As a newbie I am probably reading this wrong?? Could anyone point me to a good read on understanding iptable/ufw logs?

I use dyn.com for name resolution not 6sync. The destination port is 53 (DNS).

Is the above a legitimate transaction for a server locked down with only an ssh port open and public/private keys used to login?

[JKyleOKC]

It looks as if your virtual server is sending a packet out to another address, and receiving a multicast reply that is being blocked and logged. This may be related to your use of dyn.dns; all of the dynamic dns services presumably must maintain a dialog with your machine in order to detect any change of its IP address and correct their own tables. I use a different service myself so cannot say for sure how dyn.dns handles things, but a multicast response seems reasonable.

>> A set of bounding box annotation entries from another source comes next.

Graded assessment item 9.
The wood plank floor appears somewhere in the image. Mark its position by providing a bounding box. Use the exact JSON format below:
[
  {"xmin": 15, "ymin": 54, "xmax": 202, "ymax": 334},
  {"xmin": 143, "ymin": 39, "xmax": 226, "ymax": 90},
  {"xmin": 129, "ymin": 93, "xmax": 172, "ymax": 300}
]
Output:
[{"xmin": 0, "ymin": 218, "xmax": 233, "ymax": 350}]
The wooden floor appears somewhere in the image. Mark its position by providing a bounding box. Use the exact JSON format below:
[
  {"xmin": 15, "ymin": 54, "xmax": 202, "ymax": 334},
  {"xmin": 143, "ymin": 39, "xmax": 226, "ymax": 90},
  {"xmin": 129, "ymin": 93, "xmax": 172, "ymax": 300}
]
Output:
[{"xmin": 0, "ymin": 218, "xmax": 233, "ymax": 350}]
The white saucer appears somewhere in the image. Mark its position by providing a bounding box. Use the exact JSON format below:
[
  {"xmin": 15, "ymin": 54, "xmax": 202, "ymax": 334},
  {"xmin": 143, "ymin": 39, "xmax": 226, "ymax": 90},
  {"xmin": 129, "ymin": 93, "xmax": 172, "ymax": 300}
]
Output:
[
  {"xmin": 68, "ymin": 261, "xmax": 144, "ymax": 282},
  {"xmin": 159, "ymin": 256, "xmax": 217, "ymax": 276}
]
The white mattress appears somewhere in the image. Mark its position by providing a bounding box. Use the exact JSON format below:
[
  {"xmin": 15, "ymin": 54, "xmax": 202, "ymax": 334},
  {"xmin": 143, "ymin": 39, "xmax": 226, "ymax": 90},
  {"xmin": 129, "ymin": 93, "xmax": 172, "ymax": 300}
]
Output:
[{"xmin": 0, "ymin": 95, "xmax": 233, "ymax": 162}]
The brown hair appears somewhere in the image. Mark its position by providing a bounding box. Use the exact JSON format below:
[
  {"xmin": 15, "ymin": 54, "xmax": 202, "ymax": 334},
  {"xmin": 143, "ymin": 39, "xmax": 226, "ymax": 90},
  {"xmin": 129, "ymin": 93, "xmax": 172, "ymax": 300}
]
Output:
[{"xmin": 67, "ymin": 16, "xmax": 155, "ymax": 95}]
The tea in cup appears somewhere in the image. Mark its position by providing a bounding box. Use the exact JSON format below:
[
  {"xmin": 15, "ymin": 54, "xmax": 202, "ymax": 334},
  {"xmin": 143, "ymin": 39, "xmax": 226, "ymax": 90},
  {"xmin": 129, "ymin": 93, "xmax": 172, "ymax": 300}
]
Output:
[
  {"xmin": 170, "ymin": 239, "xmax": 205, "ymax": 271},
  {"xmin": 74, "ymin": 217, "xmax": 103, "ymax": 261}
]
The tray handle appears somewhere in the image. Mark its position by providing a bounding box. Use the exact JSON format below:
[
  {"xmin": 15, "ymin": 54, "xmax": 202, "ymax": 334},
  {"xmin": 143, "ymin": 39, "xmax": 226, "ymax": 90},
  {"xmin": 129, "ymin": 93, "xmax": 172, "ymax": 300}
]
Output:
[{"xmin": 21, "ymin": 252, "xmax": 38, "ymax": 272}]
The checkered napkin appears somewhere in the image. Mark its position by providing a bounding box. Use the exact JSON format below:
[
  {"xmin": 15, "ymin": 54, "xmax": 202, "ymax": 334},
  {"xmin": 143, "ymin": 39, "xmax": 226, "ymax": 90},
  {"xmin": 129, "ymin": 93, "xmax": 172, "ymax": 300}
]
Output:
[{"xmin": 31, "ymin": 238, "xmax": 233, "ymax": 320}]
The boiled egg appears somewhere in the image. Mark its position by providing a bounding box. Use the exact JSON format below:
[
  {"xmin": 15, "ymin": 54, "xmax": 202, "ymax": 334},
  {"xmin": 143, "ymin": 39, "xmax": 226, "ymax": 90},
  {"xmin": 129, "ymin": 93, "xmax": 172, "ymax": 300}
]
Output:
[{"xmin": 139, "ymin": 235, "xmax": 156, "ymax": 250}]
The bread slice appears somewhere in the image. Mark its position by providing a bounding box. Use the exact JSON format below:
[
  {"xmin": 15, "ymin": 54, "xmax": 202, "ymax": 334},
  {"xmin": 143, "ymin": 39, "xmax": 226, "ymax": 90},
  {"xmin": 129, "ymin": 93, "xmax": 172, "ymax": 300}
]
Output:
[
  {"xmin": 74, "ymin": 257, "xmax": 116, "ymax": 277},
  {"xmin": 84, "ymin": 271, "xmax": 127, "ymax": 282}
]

The only way I know to tell for sure what is going on is to run "wireshark" on your system and examine the actual packets. The wireshark program can interpret packet contents for you and make things quite a bit more clear. It's in the repositories...

[Doug S]

It looks as though your 224.0.0.1 log entiers are because the UFW iptable rule blocked the packet, so I think that is doing what you want (and, sorry I perhaps added confusion yesterday, by not reading your original post thoroughly). It lookas though the packets are incoming, perhaps somehow related to your hosting service.
Yes it does look as though your server is doing a DNS inquiry to 6 sync.
There is a very good thread that Dangertux wrote here: http://ubuntuforums.org/showthread.php?t=1876124
There are also some good references at the end of the DNS chapter in the Ubuntu server guide. (I prefer the PDF version)
Oh, I see a reply from JKyleOKC was added. And yes, I agree it is proably time to use wireshark to gain further insight.

[histographik]

Many thanks for the answers Doug S & JKyleOKC. Will investigate wireshark. The links were very helpful. I see light at the end of the tunnel...

[The Cog]

If you can't get wireshark to work (no reason why you shouldn't, except that it needs root privileges to perform packet capture) the tcpdump will work.
Like this:

Code:

tcpdump -p -w capture.cap host 224.0.0.1

Your first post says that the log says PROTO=2. Protocol 2 is IGMP - Internet Group Management Protocol. My guess is that it's the local router asking if there are any hosts interested in receiving multicasts - nothing to worry about. Tcpdump (without the -w option) will possibly print enough to tell you. Failing that, opening the capture file in wireshark will tell you.